I recognized that logo and grinned right back. Good for him! We need more involvement!

Turns out that he’d been volunteering as a fundraiser for Yang’s campaign.

We talked about some of Yang’s ideas that we both really like. He didn’t like it quite so much when I said that even if Yang were to lose, so often the best of a candidate’s ideas win out even when the candidate him/herself doesn’t and they do us all good by putting them out there.

I didn’t fully believe in his man, his face said. He was disappointed.

I said I hope the best candidate wins whoever it may be and I don’t even know yet for sure who that might be but I do know that every single one of them is better than…

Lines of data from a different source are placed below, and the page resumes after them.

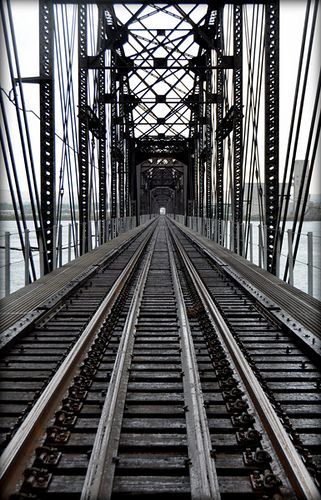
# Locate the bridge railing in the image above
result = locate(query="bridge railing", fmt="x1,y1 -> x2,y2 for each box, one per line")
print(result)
0,214 -> 155,298
168,214 -> 321,300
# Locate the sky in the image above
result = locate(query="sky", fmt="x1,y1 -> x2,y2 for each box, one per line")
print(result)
0,0 -> 321,203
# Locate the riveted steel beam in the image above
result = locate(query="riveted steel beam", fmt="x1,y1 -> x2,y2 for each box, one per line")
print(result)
265,0 -> 279,274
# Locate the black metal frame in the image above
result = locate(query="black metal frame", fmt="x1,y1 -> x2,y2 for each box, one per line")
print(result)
232,4 -> 243,253
39,0 -> 56,274
78,3 -> 89,255
215,8 -> 224,243
265,0 -> 279,274
98,6 -> 107,243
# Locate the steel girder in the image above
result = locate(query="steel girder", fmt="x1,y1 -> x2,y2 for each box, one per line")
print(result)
232,5 -> 243,253
204,51 -> 213,218
215,9 -> 224,243
265,0 -> 279,274
98,6 -> 107,243
78,3 -> 90,255
110,53 -> 118,218
39,0 -> 56,273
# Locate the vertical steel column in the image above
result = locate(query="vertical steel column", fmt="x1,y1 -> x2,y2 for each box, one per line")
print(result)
39,0 -> 56,273
265,0 -> 279,274
215,8 -> 224,243
110,52 -> 117,219
78,3 -> 89,255
205,49 -> 213,218
98,6 -> 107,243
233,5 -> 243,255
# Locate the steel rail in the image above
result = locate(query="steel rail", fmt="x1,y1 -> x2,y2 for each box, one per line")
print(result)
167,235 -> 221,500
0,225 -> 152,500
80,226 -> 158,500
171,225 -> 321,500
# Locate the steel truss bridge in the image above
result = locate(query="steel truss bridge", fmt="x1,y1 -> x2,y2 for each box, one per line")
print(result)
0,0 -> 321,500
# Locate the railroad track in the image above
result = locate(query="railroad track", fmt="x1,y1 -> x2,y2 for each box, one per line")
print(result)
1,218 -> 320,500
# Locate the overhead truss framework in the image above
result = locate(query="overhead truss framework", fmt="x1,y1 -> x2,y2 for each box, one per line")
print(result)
35,0 -> 279,271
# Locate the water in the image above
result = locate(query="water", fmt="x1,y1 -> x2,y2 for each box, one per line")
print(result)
0,221 -> 321,300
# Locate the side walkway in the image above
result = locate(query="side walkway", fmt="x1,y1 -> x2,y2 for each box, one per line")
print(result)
0,221 -> 154,334
173,221 -> 321,338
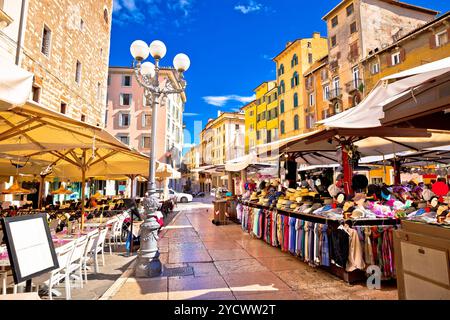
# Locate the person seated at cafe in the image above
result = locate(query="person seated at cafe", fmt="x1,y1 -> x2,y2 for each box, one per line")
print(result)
88,197 -> 97,208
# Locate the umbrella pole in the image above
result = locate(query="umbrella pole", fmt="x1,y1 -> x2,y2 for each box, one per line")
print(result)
38,176 -> 45,210
81,150 -> 86,230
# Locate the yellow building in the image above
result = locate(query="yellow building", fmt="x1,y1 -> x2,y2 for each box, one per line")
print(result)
322,0 -> 438,114
273,32 -> 328,139
241,101 -> 256,154
361,11 -> 450,92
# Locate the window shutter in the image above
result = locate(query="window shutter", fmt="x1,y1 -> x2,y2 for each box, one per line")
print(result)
430,34 -> 436,49
400,48 -> 406,62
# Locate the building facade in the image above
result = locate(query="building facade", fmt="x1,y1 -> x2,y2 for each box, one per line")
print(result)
241,100 -> 256,154
361,12 -> 450,92
302,55 -> 330,125
105,67 -> 186,168
323,0 -> 438,114
199,112 -> 245,191
273,32 -> 328,139
21,0 -> 113,126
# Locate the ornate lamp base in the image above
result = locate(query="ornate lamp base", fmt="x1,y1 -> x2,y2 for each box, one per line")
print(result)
135,192 -> 162,278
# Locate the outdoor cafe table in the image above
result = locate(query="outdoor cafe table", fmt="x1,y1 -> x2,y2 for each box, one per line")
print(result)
0,233 -> 87,269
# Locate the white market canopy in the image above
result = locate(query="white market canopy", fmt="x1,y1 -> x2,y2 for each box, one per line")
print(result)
225,152 -> 278,172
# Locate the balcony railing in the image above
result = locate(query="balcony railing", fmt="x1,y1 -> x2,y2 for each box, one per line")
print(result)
328,88 -> 342,101
345,79 -> 362,93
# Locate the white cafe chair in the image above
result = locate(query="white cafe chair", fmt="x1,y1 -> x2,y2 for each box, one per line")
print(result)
65,236 -> 89,288
82,229 -> 100,283
33,241 -> 75,300
93,228 -> 108,273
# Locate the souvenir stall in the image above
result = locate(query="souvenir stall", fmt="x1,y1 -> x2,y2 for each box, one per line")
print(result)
238,60 -> 450,288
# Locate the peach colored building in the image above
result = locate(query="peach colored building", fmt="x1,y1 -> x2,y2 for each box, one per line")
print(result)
105,67 -> 186,194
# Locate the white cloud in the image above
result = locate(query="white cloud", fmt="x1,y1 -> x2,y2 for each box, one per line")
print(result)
113,0 -> 195,26
234,0 -> 264,14
203,94 -> 255,107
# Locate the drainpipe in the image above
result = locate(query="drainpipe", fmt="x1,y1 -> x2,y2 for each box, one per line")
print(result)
16,0 -> 26,66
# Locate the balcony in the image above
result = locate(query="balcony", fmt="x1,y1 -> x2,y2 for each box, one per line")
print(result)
0,9 -> 13,30
345,79 -> 362,93
328,88 -> 342,101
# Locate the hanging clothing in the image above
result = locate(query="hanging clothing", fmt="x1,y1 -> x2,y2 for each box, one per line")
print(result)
277,214 -> 284,246
289,217 -> 297,254
295,219 -> 302,257
364,227 -> 375,266
314,223 -> 321,265
303,221 -> 311,262
320,224 -> 330,267
381,228 -> 395,278
344,226 -> 366,272
283,216 -> 289,252
308,222 -> 316,263
332,229 -> 350,268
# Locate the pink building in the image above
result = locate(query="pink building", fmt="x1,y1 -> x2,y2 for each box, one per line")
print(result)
105,67 -> 186,192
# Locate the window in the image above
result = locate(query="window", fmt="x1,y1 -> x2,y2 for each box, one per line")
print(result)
331,16 -> 338,28
309,93 -> 314,107
391,52 -> 400,66
291,54 -> 298,67
278,64 -> 284,76
141,136 -> 150,149
97,82 -> 102,101
122,75 -> 131,87
370,62 -> 380,74
291,71 -> 299,88
75,60 -> 81,83
350,21 -> 357,34
120,93 -> 131,106
323,85 -> 330,100
103,9 -> 109,23
30,86 -> 41,102
436,30 -> 448,47
352,67 -> 359,89
59,102 -> 67,114
119,113 -> 130,127
117,134 -> 130,144
350,42 -> 359,59
346,3 -> 355,17
330,36 -> 337,48
41,25 -> 52,57
142,113 -> 152,128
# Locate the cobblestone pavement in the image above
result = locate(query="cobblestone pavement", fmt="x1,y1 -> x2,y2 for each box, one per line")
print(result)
111,204 -> 397,300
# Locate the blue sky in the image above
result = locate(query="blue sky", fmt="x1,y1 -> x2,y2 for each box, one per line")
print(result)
110,0 -> 450,155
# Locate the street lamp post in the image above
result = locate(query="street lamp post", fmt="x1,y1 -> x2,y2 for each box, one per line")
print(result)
130,40 -> 190,278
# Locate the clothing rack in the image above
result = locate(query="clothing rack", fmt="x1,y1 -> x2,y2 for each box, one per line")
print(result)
238,200 -> 400,283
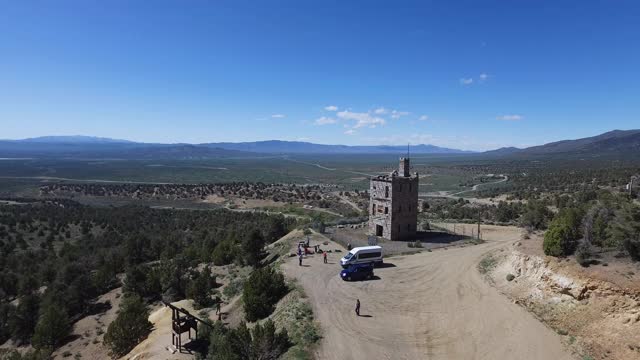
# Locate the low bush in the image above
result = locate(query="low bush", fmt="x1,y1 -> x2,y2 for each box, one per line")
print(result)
242,267 -> 288,322
104,295 -> 153,357
207,320 -> 291,360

We moved on from that and it was clear he totally loved being able to talk politics to someone who loved to talk politics, too. And from DC!

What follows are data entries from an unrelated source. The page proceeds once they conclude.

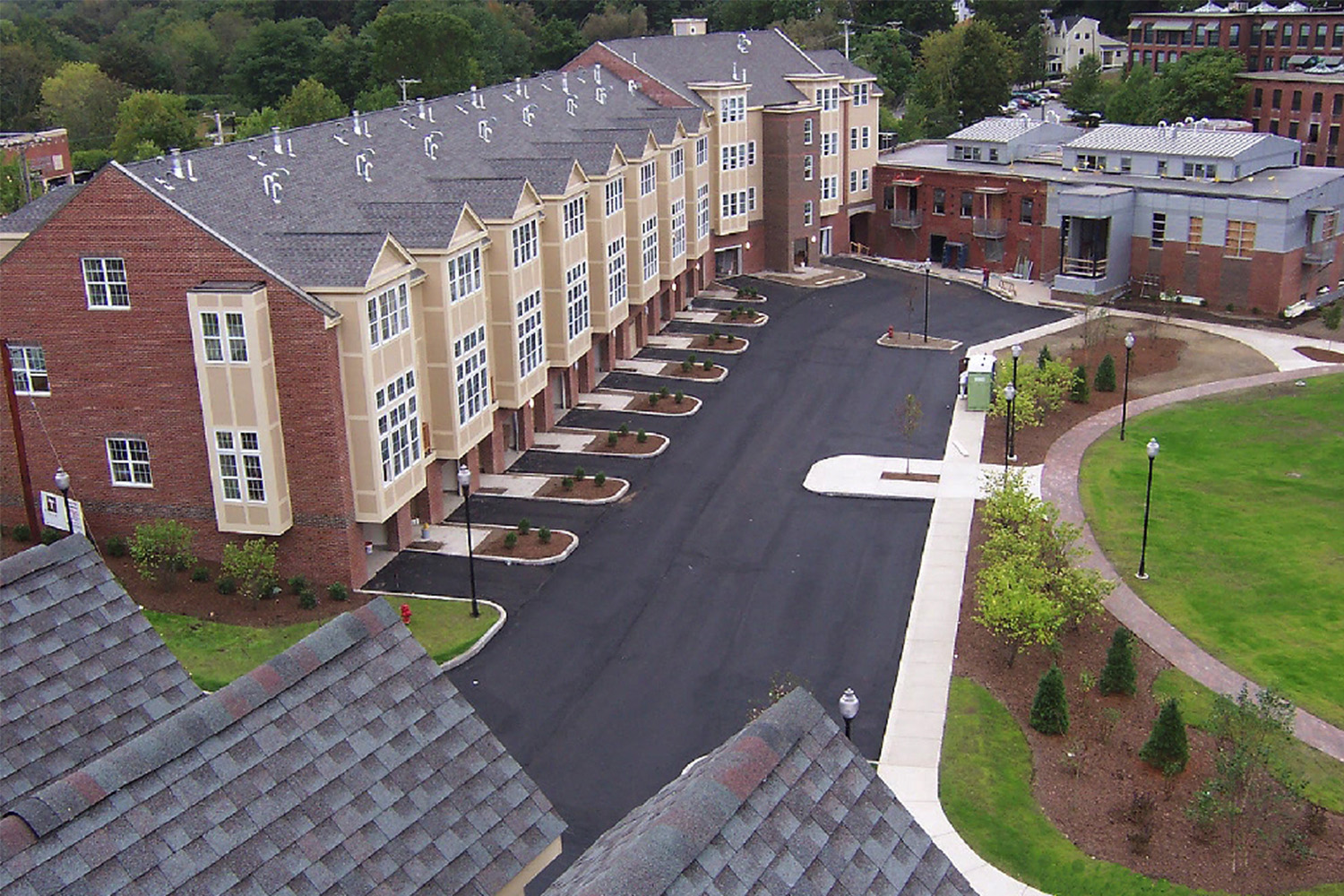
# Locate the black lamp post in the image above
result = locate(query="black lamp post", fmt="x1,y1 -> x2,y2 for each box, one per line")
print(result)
840,688 -> 859,739
925,258 -> 933,342
1120,333 -> 1134,442
54,466 -> 75,535
1134,439 -> 1161,579
457,463 -> 481,616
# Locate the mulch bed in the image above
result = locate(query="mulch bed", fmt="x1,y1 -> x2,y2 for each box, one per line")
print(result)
953,517 -> 1344,896
583,429 -> 672,454
476,530 -> 574,560
537,476 -> 621,501
659,361 -> 723,380
980,334 -> 1185,466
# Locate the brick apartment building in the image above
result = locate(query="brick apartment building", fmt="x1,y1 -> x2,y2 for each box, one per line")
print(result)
874,118 -> 1344,314
0,20 -> 876,584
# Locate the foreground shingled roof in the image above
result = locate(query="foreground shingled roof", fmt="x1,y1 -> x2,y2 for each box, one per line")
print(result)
546,688 -> 975,896
0,542 -> 564,896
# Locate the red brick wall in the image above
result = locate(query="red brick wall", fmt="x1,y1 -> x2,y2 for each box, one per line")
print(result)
0,168 -> 366,584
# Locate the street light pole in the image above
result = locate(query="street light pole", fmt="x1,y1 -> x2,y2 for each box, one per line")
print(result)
840,688 -> 859,740
457,463 -> 481,616
1134,439 -> 1161,579
1120,333 -> 1134,442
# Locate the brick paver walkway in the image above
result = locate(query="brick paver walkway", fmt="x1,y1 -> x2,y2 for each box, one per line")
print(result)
1040,364 -> 1344,761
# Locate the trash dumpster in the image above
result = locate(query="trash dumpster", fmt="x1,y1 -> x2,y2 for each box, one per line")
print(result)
967,355 -> 995,411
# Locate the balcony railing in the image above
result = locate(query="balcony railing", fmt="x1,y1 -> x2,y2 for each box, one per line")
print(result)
1064,256 -> 1107,280
970,218 -> 1008,239
892,208 -> 924,229
1303,239 -> 1335,266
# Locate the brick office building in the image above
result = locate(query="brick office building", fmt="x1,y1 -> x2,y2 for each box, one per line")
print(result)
874,118 -> 1344,314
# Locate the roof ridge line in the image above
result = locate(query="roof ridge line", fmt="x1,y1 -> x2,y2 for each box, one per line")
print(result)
0,598 -> 397,861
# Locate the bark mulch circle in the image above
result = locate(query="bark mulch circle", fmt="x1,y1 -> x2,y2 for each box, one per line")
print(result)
476,528 -> 574,560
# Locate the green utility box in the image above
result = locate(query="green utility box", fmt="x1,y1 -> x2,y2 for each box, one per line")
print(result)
965,355 -> 995,411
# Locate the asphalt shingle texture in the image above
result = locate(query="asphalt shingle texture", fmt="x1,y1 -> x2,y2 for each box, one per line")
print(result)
546,689 -> 975,896
0,553 -> 564,896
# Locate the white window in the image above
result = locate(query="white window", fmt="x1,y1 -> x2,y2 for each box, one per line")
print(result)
695,184 -> 710,239
564,262 -> 591,340
640,215 -> 659,282
719,95 -> 747,124
201,312 -> 247,364
607,237 -> 626,307
604,177 -> 625,218
518,290 -> 543,376
513,218 -> 537,267
368,283 -> 411,345
10,345 -> 51,395
448,246 -> 481,302
215,430 -> 266,503
453,323 -> 491,426
374,371 -> 419,482
562,196 -> 588,239
108,436 -> 155,489
82,258 -> 131,307
672,199 -> 685,258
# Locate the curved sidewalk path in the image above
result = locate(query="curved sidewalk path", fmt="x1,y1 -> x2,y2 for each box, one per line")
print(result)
1040,364 -> 1344,762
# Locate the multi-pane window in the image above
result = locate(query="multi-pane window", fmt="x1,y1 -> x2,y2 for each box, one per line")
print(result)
640,215 -> 659,282
215,430 -> 266,503
368,283 -> 411,345
1225,220 -> 1255,258
453,323 -> 491,426
374,371 -> 419,482
108,436 -> 155,487
448,246 -> 481,302
561,196 -> 588,239
513,218 -> 537,267
672,199 -> 685,258
564,262 -> 591,340
607,235 -> 629,307
518,289 -> 545,376
695,184 -> 710,239
602,177 -> 625,218
82,258 -> 131,307
10,345 -> 51,395
201,312 -> 247,364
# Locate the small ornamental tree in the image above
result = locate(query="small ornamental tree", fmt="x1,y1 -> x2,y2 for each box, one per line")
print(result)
1097,626 -> 1139,697
1031,665 -> 1069,735
131,520 -> 196,582
1093,355 -> 1116,392
1139,697 -> 1190,775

Every candidate he admired was a Democrat. And yet it just killed him that, he said, You can’t be a conservative on campus. If you say anything and people find out you’re a conservative they just totally go after you.

I agreed that we all have to be respectful of each other. Absolutely. My grandfather and uncle were Republican Senators, I said, and I quoted what Uncle Bob once told me about how the Republicans believe you should work hard, you should take care of your own, and the Democrats believe the government should help you do so. And they’re both right. The work of Congress is to come together and hammer out the differences between.

I had to add, But I cannot be respectful of some of what’s been done in conservatism’s name: separating children from their parents, caging them for seeking asylum–one of my friends got her law degree at Stanford and now works as an immigration lawyer at the border, trying to get the Feds to honor Federal law re asylum statutes. And they won’t. They don’t. She sees the effects day in day out and it’s very hard.

He agreed with me that none of that should be happening and that we need to do something.

His candidate had ideas and indeed, plans to DO things. To look at the problems and come up with solutions.

The mechanic came over to say the guy’s car was done, and the young man got up, more than a little reluctant to leave. But I knew he had a lot of other things on his mind, too.

He is defending his thesis tomorrow at Stanford.

“What’s your area?”

“Math,” he answered. I was proud of him. He’d worked his tail off to get to this point.

I sent that tall child of Asian immigrants off with, “Good luck on your thesis! I’m rooting for you!”

And that clearly made his day most of all.